Dietfurt
Bürgermeisterin unter Artenschutz

Well-Brüder aus'm Biermoos überzeugen ihr Publikum und haben sich gut auf Dietfurt vorbereitet

06.10.2017 | Stand 02.12.2020, 17:24 Uhr
Der Stofferl, der Karli und der Michael in Aktion: Die Well-Brüder haben bei ihrem Auftritt in Dietfurt ihr Publikum begeistert. −Foto: Erl

Dietfurt (DK) Die Well-Brüder aus'm Biermoos haben sich gut auf Dietfurt vorbereitet. Stofferl, Michael und Karli wissen zumindest von der Chinesischen Mauer, von der roten Bürgermeisterin und von den sieben Tellern - äh Tälern der Stadt. Ihr Wissen bündeln sie am Donnerstagabend gleich mal in ein Schnaderhüpfel auf einen Ort, wo es sieben Täler und Siebenwurst gibt, wo Bayrisch-China ans nordkoreanische Töging grenzt und wo die rote Carolin regiert. "Dabei san's in Dietfurt so schwarz rundrum, wie des schwärzeste Loch im Universum", witzeln sie zur eingängigen Landlermelodie.

Die Drei sehen sich als Nachfolger der legendären Biermöslblosn und tatsächlich pflegen die drei Brüder aus der großen Familie diese bissig-satirische Blickweise auf die Menschen und auf die Politiker weiter. Und Musik machen können sie sowieso. Stofferl ist ein begnadeter Tausendsassa auf vielen Instrumenten mit Glanzstücken auf der Trompete und an der Harfe. Michael bläst das Tenorhorn samt Tuba dazu oder rührt am Brummtopf und Karli hat neben der Ziehharmonika noch die Gitarre. Natürlich hangeln sich die erfahrenen Mundartkabarettisten in ihren Abenden vor Publikum an einem Handlungsstrang entlang. Leitfaden ist die Historie ihres Heimatortes Hausen bei Rohrbach und die Forschungsergebnisse vom Drexler Toni als Kreisheimatpfleger. Parallelen zu Dietfurt ergeben sich da nicht nur zufällig und ihr Konzept ist offen genug, um laufend ein paar lokale Spitzfindigkeiten einzuflechten. Die Rivalitäten zu Riedenburg und Beilngries geben das passende Futter dazu. Selbstverständlich binden sie auch das Publikum in der abgeteilten Sieben-Täler-Halle mit ein und sparen vorab nicht mit Seitenhieben auf die sachlich-nüchterne Turnhallenatmosphäre. Mehrmals frotzeln sie zur Gaudi der Zuhörer über die "liebevoll herbstlich geschmückte Halle".
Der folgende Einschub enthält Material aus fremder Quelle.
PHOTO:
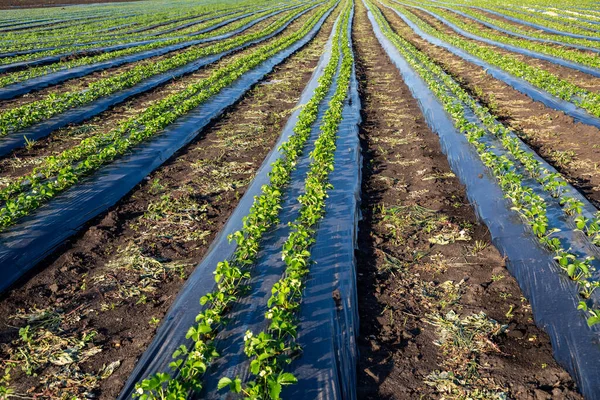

Die Leute in den Stuhlreihen sollen aber auch mitmachen und zumindest die Refrains singen. "Des ham ma auch schon in Riedenburg g'macht und die Leute dort ham des hinbracht", stacheln sie an und streuen ihre bittersüßen Spottverse zur bayerischen Schulpolitik ins Publikum. Der besondere Zauber der Drei ist die bewusste Missachtung von Genregrenzen in ihrer traditionell verwurzelten Musik samt dem gekonnten Mix aus bodenständiger Sprache und hintersinnigem Wortwitz.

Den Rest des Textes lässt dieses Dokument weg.